Through my life–long focus, study, and experience, I have come to understand entrepreneurial behavior far better today than I did then.  I also see a depth and breath to economic, social, and political impact that was not apparent to me 50 years ago.  Technology acceleration has shortened the time span of many founders emerging into the entrepreneurial ranks.  Their worthiness is assured by their continuing seizure of new opportunities. Their worth is proved by outstanding executive performance and lofty goals, not by the fact they were on the starting line.  Non–founder executives flourish in established corporations,  often with surprising zest and effect–-not only staving off any sign of maturation and decline, but inflecting their firms, upward, into new heights of achievement and influence.

This dynamics puts a strange twist on the entrepreneurial impact on society.  For example, the job creation of rising firms is often matched by the job reduction of the larger firms.  Both effects are due to entrepreneurial action, usually bringing increased revenue, increased margins, and increased profits to both.  The demise of large domestic industry may be caused by unintentional consequences of domestic entrepreneurial action actually aimed elsewhere, or by intentional consequences of domestic or off–shore entrepreneurs broadening their marketing arena.  Loss of domestic jobs in entrepreneurial firms may be offset by job creation in less developed off–shore lands.  These kinds of entrepreneurial actions hold true for capital displacement as well.

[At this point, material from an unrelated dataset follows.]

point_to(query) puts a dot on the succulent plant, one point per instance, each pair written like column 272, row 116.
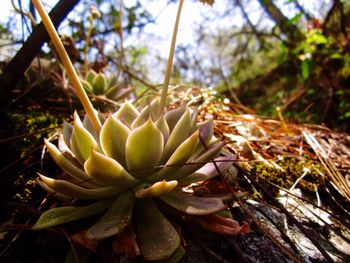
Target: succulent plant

Larger entrepreneurial corporations or institutions catalyze technology transfer to emerging entrepreneurial firms.  Often, as the emergents blossom, they are harvested by large entrepreneurial firms, embracing and utilizing their acquired swifter and cheaper developments and their now test–proven executives and scientists.  The larger firms find economy and power in further consolidation through acquisition.  In the process, they spin off entrepreneurial divisions in an effort to optimize the consolidation and increase total value for stockholders.  This action creates new entrepreneurial opportunity for rising executives.

On occasion an entrepreneurial company falters, and another steps in to fill the void.  All these activities are aided and abetted by a very active free market exchange, entrepreneurial venture capitalists, and market in high risk bonds.

These are the haunts of "my" entrepreneurs.  They have a fairly broad range.  A large part of my research pursuits have been addressed in understanding the behavior of all these entrepreneurs. I've looked at behaviors that count—those that have an impacting effect, that give entrepreneurs their clout.  In one basic sentence, I would summarize their talents as "A basic mastery of the fundamentals and the ability to improvise from that base."  A mastery primarily obtained from industry experience.

I believe my entrepreneur to be consistent with the widely accepted Stevenson and Jarillo definition of entrepreneurship—"the process by which individuals pursue opportunities without regard to resources they currently control" (1990).  Its appeal is its to–the–point simplicity—and implying action without limits, without boundaries.  The more recent adaptation of that definition—adding the adjective "alienable" to resources, is even more to the point since it recognizes the very definite advantages of in–industry experience to the entrepreneur (Hart, Stevenson and Dial, 1995). It's an advantage obtained whether applied to new venture or to the same firm's entrepreneurial ability to achieve.

 My own adaptation to Stevenson's definition would be as follows:  The continuous process by which individuals pursue opportunities without regard to resources they currently control, with the intent of increasing value and/or advantage.  I have made the underlined additions because entrepreneurship should never be considered a single event.  It is a continuing, non–ending process in search of increasing value and ever increasing advantage.